On the call by the governors’ forum for fuel price increase as a condition for the implementation of the new minimum wage, ASUU said that the call was not only wicked and insensitive but a ploy to avoid assuming their responsibilities to the Nigerian people, saying that “it is instructive to observe that no one who ran for political office in the last elections and who are now members of the governors’ forum canvassed an increase in fuel prices during their campaigns to the Nigerian people.”
ASUU maintained that their call now for an increase in fuel prices was a confirmation that they obtained the mandate to govern through deceit and therefore called on all Nigerians to say ‘NO’ to this betrayal by participating in a mass action that may be called by organised Labour and patriotic organisations.
ASUU also condemned the recent increase in the electricity tariff from N8.00 to N14.00 per unit, pointing out that this increase was insensitive and callous, especially when it was understood that the increase was meant to assure huge profits for those whom government would soon hand over the public sector electricity companies as part of privatisation programme.
ASUU attributed the post-election violence in some parts of the country to activities of some desperate politicians who were determined to rig elections and further called on President Goodluck Jonathan to set up the political offences tribunal and make rigging of elections a capital offence because “it is worse than murder.”
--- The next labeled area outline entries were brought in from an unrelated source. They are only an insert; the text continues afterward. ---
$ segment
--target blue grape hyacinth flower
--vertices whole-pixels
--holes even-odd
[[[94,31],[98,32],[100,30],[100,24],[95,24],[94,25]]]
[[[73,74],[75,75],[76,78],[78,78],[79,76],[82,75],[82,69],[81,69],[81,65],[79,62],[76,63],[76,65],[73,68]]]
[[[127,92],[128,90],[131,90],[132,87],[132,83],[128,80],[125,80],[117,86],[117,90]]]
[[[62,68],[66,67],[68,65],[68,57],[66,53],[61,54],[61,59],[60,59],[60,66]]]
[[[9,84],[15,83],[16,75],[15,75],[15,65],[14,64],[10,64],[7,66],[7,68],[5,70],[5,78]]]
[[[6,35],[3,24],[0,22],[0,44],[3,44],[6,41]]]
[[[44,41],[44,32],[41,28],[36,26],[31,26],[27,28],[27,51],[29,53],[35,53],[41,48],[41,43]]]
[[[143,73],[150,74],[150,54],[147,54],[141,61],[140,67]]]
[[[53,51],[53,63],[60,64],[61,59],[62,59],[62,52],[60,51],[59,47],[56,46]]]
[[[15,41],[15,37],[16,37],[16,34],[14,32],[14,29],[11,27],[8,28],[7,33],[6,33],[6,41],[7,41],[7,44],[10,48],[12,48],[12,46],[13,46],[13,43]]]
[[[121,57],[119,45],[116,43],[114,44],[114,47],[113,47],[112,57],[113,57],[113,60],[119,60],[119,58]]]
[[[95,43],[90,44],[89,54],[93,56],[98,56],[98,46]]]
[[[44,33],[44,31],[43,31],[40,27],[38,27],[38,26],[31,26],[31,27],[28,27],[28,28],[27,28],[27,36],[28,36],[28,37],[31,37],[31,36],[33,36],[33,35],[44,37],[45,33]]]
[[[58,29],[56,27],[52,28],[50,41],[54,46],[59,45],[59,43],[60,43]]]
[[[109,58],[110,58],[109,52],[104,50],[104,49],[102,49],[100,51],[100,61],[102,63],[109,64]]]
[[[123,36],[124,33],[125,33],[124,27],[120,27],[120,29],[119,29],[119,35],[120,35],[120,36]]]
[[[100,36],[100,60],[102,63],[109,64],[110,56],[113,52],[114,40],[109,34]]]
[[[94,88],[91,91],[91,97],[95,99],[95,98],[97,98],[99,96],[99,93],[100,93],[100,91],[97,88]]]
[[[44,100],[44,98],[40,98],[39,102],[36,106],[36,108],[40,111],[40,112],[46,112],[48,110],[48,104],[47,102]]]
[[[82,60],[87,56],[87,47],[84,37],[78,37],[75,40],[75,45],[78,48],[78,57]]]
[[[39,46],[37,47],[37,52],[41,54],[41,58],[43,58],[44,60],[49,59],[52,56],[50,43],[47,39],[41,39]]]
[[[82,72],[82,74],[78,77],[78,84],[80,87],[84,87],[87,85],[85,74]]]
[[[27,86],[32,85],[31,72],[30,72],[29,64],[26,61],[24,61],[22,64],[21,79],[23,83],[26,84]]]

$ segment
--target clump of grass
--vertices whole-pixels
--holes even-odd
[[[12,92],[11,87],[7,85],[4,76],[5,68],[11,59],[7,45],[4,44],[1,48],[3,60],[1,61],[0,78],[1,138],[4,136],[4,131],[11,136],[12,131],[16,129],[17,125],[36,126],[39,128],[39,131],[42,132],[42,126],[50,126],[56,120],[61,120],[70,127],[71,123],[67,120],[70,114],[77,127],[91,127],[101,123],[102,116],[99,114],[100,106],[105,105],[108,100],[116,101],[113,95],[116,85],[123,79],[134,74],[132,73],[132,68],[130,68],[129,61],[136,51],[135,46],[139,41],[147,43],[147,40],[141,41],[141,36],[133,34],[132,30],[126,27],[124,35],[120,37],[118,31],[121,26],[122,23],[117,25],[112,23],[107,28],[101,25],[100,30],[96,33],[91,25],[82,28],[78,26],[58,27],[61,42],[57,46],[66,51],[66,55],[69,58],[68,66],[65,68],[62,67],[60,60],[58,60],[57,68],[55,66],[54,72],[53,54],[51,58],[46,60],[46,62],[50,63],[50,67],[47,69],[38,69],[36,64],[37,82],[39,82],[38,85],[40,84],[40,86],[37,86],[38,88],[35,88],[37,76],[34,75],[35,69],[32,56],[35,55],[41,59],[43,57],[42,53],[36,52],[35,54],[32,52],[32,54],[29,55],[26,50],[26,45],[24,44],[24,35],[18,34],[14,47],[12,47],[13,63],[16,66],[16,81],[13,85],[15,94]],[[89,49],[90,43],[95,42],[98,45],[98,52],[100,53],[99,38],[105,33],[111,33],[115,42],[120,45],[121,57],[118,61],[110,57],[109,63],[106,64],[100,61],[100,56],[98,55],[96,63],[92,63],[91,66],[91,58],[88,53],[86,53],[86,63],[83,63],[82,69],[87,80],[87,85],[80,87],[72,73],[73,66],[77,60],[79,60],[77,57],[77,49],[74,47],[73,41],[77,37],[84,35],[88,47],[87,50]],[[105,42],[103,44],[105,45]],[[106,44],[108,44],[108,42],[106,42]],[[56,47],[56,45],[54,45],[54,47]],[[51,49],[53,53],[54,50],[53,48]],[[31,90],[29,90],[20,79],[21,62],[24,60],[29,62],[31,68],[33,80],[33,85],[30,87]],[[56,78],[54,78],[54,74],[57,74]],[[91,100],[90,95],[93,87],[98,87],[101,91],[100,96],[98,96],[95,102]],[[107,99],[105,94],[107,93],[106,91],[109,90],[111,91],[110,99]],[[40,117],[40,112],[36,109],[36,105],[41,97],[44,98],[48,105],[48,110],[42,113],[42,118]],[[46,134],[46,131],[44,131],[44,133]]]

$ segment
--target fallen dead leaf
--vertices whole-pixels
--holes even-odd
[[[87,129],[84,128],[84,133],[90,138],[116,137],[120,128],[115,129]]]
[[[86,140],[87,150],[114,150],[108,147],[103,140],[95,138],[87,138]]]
ASUU pointed out that the level of alienation in the country was higher than ever and this was largely responsible for the spate of bombings across the country, adding that “ many individuals and groups are resorting to self-help methods in responding to the anomie experienced. The bomb blasts in different parts of the country in recent times, the continuing war in the Niger Delta, the rising incidence of kidnapping across the country provide illustration.
“ASUU wishes to observe that the increasing number of self-help methods to which an increasing number of people and groups are resorting is a direct consequence of the state of the arbitrariness, misrule and abuse of the people by members of Nigeria’s ruling class.”